As explained below, many of these contentions are not properly before the Court; others are not developed with sufficient clarity to survive summary judgment; and yet others lack legal or factual merit. But there is some wheat among this abundance of chaff. The Court will, accordingly, GRANT in part and DENY in part the TSA’s motion.
Among the issues still alive in the case are the TSA’s insistence on “rasterization” of PDFs (including rasterization of other records, such as text files containing email message source data, after they have been converted to PDFs) and on bundling images of content from multiple records into aggregated PDFs, despite Sai’s requests for “discretization” of each record found as a separate file.
Judge Moss appointed pro bono counsel for Sai, and heard arguments on these issues (by phone, with the public allowed to audit the conference call) last Friday, May 8th.
The best introduction to these issues, the TSA’s practices, and the absurdity of the TSA’s defense of its practices, are found in Sai’s motion for partial summary judgment and the final reply briefs by the TSA and by Sai before the hearing. Sai also submitted extensive exhibits as to the existence of readily-available commercial software capable of redaction of non-rasterized PDF files, while preserving their original format.
Judge Moss suggested that counsel should assume for purposes of the argument Friday that he was likely to rule that producing records in “any form or format requested … if the record is readily reproducible by the agency in that form or format” requires more than merely producing records in some electronic format of the agency’s choosing.
Judge Moss also noted that there is little FOIA case law on rasterization (although there is some including this and this), discretization, or production of files in native formats. Noting that is was a case of first impression, and likely to be looked to by other courts, he invited the TSA to provide evidence concerning what it would take, and how burdensome it might be, to redact PDF files without replacing text with rasterized images, or to produce each file as a discrete file. But the TSA’s lawyer wouldn’t take the hint, and continued to insist that this is not required at all since rasterization is what the TSA’s existing FOIAXpress software is designed to do, and aggregation of multiple files into each PDF is how TSA staff and contractors are trained to use FOIAXpress.

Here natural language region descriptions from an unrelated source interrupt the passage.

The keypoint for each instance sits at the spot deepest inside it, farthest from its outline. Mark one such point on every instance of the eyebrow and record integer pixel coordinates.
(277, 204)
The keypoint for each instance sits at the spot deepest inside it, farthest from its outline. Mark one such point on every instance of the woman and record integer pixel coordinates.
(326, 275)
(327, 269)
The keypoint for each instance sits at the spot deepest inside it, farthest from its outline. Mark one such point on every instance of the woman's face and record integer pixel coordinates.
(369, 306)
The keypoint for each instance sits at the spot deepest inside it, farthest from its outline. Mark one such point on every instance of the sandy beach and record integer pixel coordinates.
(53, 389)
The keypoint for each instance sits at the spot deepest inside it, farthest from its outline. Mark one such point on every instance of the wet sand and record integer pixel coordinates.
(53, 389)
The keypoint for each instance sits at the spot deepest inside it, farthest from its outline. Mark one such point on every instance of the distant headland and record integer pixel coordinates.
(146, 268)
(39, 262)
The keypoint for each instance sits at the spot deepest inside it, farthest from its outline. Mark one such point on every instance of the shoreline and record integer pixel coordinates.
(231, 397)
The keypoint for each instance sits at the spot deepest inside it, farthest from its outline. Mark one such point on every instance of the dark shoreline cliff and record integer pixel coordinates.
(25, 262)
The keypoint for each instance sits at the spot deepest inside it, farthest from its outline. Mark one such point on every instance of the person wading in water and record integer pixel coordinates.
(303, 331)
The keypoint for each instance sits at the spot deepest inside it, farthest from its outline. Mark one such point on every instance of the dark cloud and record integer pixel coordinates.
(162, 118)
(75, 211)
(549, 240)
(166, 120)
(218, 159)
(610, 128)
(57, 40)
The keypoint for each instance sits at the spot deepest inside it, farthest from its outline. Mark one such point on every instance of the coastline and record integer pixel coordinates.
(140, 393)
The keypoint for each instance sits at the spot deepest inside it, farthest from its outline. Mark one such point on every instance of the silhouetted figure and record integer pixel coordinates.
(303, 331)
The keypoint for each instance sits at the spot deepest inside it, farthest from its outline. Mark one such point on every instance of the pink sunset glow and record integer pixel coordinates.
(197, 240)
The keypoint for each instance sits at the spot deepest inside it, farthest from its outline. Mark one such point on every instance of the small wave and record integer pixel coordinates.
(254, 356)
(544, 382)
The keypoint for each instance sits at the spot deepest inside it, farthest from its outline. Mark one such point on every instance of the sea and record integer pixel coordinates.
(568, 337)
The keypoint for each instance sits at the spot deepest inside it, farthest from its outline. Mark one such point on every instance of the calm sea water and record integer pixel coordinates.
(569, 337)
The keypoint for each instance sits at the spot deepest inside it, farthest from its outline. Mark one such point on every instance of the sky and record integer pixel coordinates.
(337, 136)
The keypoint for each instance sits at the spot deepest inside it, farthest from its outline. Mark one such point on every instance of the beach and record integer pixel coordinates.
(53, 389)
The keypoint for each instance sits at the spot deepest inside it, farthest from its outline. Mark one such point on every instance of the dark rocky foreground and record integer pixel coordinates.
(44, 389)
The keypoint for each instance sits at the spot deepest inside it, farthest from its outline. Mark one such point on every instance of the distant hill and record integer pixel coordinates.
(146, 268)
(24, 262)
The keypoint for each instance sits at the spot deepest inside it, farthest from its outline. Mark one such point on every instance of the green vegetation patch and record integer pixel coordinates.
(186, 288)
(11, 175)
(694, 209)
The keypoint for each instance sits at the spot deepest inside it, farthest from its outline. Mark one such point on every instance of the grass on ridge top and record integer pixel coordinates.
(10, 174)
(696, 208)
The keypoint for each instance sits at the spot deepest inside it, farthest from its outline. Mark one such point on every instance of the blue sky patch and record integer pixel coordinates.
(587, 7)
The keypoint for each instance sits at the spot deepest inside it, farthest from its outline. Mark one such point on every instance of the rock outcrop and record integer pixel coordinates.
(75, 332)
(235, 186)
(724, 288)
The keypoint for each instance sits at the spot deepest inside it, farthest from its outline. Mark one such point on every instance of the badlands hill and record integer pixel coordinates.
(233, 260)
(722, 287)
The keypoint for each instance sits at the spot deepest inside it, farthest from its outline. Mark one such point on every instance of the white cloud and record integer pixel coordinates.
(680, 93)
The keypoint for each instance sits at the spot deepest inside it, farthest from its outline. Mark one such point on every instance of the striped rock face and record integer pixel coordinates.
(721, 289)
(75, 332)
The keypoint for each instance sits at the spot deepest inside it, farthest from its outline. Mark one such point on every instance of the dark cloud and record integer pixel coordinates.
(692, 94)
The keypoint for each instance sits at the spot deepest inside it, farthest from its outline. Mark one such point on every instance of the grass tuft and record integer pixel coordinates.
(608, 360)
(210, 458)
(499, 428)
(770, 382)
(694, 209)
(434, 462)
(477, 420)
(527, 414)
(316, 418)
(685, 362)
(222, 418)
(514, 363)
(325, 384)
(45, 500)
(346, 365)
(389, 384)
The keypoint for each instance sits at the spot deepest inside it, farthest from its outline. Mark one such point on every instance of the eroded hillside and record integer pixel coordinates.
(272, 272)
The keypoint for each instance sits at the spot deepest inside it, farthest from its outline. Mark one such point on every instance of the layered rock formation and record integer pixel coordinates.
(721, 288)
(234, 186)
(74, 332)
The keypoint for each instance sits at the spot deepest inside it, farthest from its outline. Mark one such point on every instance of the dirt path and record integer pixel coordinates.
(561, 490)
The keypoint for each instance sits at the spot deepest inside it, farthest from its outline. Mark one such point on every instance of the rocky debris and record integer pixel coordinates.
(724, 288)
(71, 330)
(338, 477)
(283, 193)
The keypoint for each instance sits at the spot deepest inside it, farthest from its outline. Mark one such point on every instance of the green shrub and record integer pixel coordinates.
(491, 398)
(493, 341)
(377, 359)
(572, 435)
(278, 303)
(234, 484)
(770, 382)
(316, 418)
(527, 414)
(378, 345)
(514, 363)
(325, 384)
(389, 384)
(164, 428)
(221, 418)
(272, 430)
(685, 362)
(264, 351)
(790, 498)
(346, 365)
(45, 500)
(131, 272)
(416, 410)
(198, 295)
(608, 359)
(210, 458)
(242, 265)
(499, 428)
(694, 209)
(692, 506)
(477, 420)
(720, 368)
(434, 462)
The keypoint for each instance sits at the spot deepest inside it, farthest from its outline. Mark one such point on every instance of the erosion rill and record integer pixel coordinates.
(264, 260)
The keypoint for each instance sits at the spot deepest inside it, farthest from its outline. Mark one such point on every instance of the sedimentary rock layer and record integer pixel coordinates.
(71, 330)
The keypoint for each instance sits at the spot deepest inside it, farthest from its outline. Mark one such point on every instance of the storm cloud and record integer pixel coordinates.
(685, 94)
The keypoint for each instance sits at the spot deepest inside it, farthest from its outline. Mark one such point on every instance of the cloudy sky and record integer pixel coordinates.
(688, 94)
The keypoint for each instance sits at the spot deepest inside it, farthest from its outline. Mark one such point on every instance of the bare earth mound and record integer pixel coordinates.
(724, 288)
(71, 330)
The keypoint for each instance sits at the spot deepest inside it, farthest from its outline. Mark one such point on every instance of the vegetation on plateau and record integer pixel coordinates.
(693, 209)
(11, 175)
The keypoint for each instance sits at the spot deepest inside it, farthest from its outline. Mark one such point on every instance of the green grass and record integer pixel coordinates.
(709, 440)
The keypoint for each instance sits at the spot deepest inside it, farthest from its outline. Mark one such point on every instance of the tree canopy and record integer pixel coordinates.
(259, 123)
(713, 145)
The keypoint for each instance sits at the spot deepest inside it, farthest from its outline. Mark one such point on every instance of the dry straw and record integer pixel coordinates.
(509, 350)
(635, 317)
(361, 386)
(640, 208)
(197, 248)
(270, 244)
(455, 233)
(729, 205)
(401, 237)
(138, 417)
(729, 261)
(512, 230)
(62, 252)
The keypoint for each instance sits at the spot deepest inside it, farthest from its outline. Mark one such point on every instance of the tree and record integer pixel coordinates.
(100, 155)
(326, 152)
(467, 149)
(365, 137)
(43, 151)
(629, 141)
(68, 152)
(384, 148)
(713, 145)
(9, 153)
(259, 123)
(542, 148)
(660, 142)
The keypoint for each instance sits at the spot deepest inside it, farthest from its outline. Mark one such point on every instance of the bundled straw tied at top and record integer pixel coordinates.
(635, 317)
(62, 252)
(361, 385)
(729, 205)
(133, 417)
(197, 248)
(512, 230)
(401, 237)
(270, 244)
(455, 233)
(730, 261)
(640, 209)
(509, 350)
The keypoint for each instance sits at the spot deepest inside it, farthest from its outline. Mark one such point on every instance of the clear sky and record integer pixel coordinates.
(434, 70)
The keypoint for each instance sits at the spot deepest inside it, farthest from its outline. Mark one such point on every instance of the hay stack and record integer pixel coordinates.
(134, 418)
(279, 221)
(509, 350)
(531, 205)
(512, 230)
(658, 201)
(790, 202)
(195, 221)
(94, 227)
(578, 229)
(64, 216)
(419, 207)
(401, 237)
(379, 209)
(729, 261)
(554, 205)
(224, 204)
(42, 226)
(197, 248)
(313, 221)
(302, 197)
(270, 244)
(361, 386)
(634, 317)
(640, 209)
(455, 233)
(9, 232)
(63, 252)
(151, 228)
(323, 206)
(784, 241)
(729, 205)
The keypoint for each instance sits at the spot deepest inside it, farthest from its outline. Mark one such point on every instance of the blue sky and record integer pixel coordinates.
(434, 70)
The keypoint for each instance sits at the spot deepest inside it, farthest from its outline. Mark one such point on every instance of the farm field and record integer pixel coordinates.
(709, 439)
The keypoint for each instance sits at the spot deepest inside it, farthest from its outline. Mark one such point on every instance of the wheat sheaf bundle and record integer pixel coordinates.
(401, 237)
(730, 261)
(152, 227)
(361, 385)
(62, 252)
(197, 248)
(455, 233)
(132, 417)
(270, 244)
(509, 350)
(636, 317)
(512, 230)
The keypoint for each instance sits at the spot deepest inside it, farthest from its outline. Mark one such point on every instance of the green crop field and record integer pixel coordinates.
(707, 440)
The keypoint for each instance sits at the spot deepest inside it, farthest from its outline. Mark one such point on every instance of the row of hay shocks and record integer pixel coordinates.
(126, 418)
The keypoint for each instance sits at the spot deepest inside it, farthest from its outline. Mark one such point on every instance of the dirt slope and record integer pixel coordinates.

Judge Moss also pointed out that, while the TSA has said it was “not aware of” any alternative to FOIAXpress, it had not put anything on the record to show that it has looked for any other software capable of redacting non-rasterized PDFs or other files in native formats. He invited the TSA to submit such evidence. The TSA’s lawyer didn’t seem inclined to take this hint either, perhaps because the TSA never looked for alternatives to FOIAXpress that would enable the agency to comply with the 1996 EFOIA Amendment Act
In reply argument on this point, Sai’s attorney called the judge’s attention to the guide to redaction provided by the U.S. Court of Appeals for the D.C. Circuit, which describes how to use off-the-shelf Adobe Acrobat Professional version 8.0 (2006) or later to redact information irreversibly from non-rasterized PDF files.
Judge Moss has invited supplemental briefing, which we expect will only strengthen Sai’s case. While it’s always risky to read too much into what questions are asked by judges during oral argument, we are cautiously optimistic that the TSA (and, perhaps, other DHS components) might, as a result of this case, finally be forced to abandon FOIAXpress and start working on ways to release digital records in native formats, as required by the law.